The D.C. Council took a second and final vote Wednesday to name a new Ward 8 library after late activist and State Board of Education member William O. Lockridge. The vote caps a months-long controversy over the propriety of renaming of library, which is scheduled to open in the coming months and was originally slated to be named the Bellevue Library after its surrounding neighborhood.
The vote also followed a last-ditch objection from D.C. Public Library board chairman John W. Hill Jr., who implored Council members in a Dec. 29 letter not to override the board’s choice of Bellevue.

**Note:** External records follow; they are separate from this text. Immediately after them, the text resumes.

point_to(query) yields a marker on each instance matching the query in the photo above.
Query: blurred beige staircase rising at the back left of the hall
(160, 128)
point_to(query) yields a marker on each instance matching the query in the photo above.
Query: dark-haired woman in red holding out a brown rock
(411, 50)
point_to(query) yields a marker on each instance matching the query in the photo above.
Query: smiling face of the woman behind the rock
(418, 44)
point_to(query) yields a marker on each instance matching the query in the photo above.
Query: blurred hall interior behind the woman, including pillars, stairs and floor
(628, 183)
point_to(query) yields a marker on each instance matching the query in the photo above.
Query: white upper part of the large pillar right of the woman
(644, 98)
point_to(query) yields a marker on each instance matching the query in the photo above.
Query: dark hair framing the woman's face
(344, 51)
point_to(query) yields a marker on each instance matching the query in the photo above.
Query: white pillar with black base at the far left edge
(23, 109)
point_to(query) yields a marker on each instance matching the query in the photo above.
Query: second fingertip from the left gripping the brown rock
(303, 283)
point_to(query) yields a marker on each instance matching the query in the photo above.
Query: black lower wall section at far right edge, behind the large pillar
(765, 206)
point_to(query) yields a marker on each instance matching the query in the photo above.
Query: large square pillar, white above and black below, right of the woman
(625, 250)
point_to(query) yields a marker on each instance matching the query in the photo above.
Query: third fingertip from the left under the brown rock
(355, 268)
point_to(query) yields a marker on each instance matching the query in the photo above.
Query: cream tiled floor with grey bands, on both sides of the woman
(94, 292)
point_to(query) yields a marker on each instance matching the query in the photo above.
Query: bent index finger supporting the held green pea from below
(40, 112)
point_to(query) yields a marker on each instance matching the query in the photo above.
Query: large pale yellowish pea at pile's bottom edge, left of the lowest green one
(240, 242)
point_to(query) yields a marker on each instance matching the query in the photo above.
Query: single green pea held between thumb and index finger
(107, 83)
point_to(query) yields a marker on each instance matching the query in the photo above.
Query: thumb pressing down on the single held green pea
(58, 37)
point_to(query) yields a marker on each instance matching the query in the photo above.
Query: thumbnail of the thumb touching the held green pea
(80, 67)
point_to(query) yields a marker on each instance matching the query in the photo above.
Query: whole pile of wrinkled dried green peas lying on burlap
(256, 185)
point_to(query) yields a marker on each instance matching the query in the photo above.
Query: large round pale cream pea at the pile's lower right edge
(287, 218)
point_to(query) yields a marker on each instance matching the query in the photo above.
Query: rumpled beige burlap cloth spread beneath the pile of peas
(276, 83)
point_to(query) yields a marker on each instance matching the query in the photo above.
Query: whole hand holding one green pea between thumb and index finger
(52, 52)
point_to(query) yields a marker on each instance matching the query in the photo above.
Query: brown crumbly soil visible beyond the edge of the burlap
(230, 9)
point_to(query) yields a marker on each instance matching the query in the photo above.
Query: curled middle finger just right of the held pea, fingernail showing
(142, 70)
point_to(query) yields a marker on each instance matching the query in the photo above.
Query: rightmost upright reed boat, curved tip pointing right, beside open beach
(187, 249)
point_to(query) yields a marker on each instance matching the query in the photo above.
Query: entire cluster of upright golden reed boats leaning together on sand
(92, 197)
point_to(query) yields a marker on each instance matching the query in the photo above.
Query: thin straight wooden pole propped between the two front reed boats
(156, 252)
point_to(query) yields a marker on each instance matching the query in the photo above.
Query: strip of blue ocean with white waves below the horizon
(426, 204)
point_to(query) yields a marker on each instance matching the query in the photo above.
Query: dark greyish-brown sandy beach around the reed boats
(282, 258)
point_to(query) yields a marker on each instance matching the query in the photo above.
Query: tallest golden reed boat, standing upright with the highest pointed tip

“At the core of mounting frustration toward the DC government held by many of our residents and stakeholders is the belief that our elected officials have failed to follow the very laws they have established in favor of a political goal instead of one that will benefit residents,” Hill wrote. “The current process political officials are using to rename this [library] adds to this perception.”
After the council’s initial vote last month, he said he would likely resign from the library board after seven years should the council finalize the Lockridge renaming. “I just can’t be there to cut a ribbon on this library,” Hill said at the time.
UPDATE, 2:30 P.M.: Hill tweeted the following this afternoon, suggesting his fight to keep Lockridge’s name off the library is not over.
In a subsequent interview, Hill noted that there’s “nothing in the legislation that affects the library board’s ability to change the name” back to Bellevue. “I don’t know what the board’s going to do yet,” he said, adding that goes for his own preference as well.
What is unclear is whether the board would have to wait to do so until the bill is signed by the mayor and passes through a 30-legislative-day congressional review period. “Until it does, that building’s named Bellevue,” Hill said.